RAF South Cerney

Full WW2 control tower details and photos for this wartime airfield are coming soon. Please check back later as this is work progress. If you would like to contribute information or photos please get in touch.

RAF South Cerney, near Cirencester in Gloucestershire, was established in the late 1930s as a flying training station and remained heavily associated with instruction throughout the Second World War. While many wartime airfields were built primarily for operational squadrons, South Cerney’s main contribution was to the RAF’s vast training system – producing pilots and aircrew at the speed and scale needed for a global conflict.

In its early years, the station supported Service Flying Training, and as wartime requirements changed it adapted its syllabus. By March 1942 it was converted into No. 3 (Pilots) Advanced Flying Unit, designed to orient foreign-trained pilots to British conditions, standards and procedures. This was an important function as Commonwealth and Allied trainees arrived with differing backgrounds and needed to integrate rapidly into RAF methods, including navigation techniques, radio procedures, formation flying and operational discipline.

South Cerney hosted a variety of training and support units during the war, reflecting the layered nature of RAF instruction. Units associated with the airfield included an Initial Training School, a Flying Training School, gliding instruction (through an RAF Gliding School), communications and administrative flights, and specialist beam approach training flights that taught instrument landing using radio aids – critical for night and bad-weather operations. The presence of an Air Crew Allocation Unit and an Aircrew Officer Training School also highlights how the station contributed to sorting, assigning and preparing personnel for their next stages of training or service.

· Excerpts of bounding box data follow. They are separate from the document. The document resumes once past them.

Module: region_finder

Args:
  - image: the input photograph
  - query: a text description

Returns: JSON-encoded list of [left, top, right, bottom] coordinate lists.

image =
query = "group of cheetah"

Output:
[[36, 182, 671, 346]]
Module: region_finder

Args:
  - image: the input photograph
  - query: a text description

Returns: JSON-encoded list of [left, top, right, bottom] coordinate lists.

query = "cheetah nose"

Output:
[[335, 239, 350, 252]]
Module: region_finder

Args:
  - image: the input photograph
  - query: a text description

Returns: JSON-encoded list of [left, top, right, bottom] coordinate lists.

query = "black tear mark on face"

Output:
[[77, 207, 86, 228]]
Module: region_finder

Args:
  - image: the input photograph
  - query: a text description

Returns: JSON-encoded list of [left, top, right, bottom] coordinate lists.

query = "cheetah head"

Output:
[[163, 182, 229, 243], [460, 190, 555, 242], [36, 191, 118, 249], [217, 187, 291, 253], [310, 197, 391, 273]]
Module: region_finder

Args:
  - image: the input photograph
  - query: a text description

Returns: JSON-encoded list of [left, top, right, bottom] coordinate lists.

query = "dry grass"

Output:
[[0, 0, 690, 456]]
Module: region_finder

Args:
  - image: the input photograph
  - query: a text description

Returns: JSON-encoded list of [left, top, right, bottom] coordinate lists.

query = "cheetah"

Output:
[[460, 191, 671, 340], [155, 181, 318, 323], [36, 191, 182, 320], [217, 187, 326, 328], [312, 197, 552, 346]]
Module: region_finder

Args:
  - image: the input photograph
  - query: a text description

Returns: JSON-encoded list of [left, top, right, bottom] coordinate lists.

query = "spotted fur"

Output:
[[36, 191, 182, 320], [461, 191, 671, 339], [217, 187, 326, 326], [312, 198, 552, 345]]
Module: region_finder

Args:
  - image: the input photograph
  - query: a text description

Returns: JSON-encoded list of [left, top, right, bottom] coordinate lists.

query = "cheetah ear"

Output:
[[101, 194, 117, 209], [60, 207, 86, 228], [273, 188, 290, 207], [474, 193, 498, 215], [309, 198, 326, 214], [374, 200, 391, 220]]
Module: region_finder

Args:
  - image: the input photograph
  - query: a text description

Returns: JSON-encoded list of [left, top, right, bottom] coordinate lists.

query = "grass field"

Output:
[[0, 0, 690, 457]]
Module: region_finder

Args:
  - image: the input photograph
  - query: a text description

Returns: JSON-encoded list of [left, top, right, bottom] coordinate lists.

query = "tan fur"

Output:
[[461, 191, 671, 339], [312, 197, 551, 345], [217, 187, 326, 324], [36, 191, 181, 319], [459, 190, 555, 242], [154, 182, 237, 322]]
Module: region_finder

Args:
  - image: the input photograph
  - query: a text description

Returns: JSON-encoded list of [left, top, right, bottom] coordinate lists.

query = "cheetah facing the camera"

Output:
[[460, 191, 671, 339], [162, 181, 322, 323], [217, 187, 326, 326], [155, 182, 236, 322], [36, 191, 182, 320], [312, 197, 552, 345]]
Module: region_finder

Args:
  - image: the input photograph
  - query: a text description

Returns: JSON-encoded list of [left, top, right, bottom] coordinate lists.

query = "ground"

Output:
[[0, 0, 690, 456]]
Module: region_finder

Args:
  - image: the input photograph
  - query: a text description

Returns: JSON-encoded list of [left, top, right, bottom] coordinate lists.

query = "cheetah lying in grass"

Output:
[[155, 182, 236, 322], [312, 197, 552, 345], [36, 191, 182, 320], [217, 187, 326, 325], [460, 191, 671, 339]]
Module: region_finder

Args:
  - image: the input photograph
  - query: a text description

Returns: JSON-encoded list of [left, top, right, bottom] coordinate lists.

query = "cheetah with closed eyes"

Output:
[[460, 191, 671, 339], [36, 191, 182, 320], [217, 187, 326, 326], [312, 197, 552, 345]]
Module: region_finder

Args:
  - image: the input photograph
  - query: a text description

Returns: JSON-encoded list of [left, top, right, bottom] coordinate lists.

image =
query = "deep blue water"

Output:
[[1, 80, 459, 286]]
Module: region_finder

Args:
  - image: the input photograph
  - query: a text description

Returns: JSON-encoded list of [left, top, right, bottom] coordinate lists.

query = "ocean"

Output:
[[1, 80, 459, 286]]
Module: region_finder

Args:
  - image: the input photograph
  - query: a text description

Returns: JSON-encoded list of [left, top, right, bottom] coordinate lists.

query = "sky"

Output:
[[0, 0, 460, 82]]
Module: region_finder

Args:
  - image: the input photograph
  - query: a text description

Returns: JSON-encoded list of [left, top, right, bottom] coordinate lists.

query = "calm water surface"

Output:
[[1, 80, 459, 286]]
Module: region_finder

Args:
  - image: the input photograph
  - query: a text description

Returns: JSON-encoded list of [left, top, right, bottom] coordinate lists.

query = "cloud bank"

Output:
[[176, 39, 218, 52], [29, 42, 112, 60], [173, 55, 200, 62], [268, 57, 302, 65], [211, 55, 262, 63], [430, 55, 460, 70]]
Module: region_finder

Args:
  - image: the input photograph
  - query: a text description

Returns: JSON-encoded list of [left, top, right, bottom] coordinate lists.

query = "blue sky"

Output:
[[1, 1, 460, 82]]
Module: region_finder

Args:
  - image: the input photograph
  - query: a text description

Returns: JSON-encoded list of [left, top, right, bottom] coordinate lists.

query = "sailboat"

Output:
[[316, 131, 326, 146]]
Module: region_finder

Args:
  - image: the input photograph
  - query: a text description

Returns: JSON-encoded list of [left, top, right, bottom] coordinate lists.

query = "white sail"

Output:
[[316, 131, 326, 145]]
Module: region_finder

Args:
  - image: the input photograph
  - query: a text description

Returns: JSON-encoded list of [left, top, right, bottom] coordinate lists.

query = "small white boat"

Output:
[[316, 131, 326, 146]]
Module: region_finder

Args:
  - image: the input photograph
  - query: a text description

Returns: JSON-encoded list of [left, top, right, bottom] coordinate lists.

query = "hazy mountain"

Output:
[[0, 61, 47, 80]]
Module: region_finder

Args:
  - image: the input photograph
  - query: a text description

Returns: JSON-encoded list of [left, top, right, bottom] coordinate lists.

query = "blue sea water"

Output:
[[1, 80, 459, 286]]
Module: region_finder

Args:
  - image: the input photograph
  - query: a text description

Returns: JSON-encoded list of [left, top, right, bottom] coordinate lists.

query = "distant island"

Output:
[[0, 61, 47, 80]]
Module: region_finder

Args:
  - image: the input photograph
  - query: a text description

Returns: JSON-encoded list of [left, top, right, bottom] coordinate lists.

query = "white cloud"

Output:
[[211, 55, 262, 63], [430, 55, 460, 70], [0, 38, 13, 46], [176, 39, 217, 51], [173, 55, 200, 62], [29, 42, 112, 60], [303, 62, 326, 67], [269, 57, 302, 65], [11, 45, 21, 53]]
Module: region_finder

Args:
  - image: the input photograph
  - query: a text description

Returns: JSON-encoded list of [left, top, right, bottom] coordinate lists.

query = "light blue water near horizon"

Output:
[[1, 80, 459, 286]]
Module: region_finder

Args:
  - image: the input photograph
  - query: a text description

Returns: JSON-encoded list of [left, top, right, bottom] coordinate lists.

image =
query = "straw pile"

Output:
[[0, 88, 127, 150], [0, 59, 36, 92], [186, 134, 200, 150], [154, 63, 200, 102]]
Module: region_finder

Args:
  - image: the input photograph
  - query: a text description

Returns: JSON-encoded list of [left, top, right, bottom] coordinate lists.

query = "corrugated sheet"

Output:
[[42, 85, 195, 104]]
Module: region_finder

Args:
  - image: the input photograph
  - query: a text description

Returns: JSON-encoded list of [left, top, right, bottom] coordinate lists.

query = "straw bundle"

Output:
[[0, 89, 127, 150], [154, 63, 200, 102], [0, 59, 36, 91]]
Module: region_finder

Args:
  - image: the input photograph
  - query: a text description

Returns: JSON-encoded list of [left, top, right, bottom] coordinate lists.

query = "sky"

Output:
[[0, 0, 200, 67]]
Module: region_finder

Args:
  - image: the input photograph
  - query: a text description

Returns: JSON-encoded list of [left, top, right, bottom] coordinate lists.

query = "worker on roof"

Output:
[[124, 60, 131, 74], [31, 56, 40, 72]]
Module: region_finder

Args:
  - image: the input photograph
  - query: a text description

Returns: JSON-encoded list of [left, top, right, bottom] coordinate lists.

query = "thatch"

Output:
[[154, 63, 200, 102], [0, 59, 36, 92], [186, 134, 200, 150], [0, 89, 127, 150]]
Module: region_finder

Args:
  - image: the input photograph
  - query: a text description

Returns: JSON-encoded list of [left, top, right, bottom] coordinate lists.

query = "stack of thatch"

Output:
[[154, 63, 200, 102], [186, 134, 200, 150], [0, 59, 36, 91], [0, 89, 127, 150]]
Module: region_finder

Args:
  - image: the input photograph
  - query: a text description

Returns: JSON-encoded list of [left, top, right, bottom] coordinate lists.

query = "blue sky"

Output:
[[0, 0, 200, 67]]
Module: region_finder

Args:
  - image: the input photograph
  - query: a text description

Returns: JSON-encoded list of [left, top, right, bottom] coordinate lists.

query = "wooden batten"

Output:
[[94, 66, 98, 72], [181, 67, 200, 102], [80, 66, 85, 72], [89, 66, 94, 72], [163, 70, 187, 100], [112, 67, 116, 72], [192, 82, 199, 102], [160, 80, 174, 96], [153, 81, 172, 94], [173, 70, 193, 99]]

The aircraft seen at training stations like South Cerney varied depending on unit and period but commonly included elementary trainers such as the de Havilland Tiger Moth, advanced trainers such as the North American Harvard and Miles Master, and twin-engine trainers such as the Airspeed Oxford or Avro Anson for navigation and multi-engine handling. The constant traffic of training sorties – circuits, cross-countries, instrument approaches and formation practice – would have been a defining feature of daily life, supported by instructors, controllers and a large maintenance workforce.

After the war, South Cerney continued in training and support roles before eventually being transferred to the Army and becoming the Duke of Gloucester Barracks. The survival of a control tower and other structures helps keep the airfield’s RAF past visible. South Cerney’s wartime story is therefore a reminder that victory relied not only on famous combat units, but on training stations that transformed civilians into competent aircrew and ensured that operational squadrons were continually replenished with skilled personnel.

For researchers and visitors, RAF South Cerney can often be understood through the surviving pattern of its runways, perimeter track and dispersal points. Even where buildings have vanished, aerial photographs and ground traces can reveal the technical site, the former station entrance, and the ‘domestic’ camps where personnel lived. These physical clues help connect the local landscape to the wider wartime system of aircrew generation, logistics and operations.